By Yakubu Ahmed-BK (Maibindiga)
It has come to light that the only Kidney Dialysis Machine at the Specialist Hospital in Sokoto was purchased and warehoused at hospital by telecommunications giant, MTN.
The machine serves patients from Sokoto and Kebbi states mostly. I was at the Unit to visit a patient yesterday and the MTN’s imprint and logo were pasted on walls of the Unit. My worry about the humanitarian (?) gesture of MTN was not hinged on the gesture itself but on the implications it has on poor patients.



The charges are exorbitant and no matter the urgency of any patient’s case and no matter how short one is on the fee, the officers in charge usually sends patients away saying “the machine here is owned by MTN and we have instructions not to attend to anyone without money.”
I find this state of affairs worrisome because I just wonder what’s so special or difficult or a big deal about a dialysis machine that neither Sokoto nor Kebbi state governments could just purchase a number of them, get technicians and nurses fully trained on them and make services free to indigenes, at least.
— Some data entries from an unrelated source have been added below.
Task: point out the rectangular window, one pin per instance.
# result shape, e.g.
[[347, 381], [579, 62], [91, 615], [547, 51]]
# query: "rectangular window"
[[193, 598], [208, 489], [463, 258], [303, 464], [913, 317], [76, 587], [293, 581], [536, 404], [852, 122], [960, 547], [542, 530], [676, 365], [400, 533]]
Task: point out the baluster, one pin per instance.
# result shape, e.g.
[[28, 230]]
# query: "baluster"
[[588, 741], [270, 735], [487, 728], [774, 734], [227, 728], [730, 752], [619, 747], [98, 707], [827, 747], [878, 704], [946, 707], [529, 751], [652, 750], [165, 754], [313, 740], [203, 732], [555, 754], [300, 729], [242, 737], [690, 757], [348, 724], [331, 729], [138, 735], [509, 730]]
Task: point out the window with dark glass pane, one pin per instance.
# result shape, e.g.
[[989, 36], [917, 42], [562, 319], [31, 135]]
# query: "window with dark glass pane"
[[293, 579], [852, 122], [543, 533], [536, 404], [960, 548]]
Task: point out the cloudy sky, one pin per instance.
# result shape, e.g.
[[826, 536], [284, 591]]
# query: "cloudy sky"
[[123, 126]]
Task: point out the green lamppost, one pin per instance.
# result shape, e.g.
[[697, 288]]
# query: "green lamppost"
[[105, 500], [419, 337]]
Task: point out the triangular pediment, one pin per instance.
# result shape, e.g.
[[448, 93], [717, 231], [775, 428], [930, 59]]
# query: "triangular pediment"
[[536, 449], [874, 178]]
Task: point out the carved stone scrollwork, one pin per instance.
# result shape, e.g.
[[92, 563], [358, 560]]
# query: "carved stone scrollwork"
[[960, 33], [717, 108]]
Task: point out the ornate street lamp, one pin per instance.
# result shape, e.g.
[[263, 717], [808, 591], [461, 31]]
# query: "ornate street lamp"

Yobe state had done that since when former governor Ibrahim Gaidam was in office and I can remember that a man I know, Alhaji Ali Gaidam (now late) had enjoyed the privilege of treatment free of charge in Damaturu. Borno too, has since done the same since the time of Alhaji Kashim Shettima. Governor Zulum who inherited the policy has not only continued with it, but has given specific orders that the rampant cases of kidney problems now plaguing Borno and Yobe states be researched and investigated in order to know what action to take to deal with it.
What then is so big a deal about it that something similar cannot be replicated in Sokoto and Kebbi?
Can anybody who has answers to these posers help me out?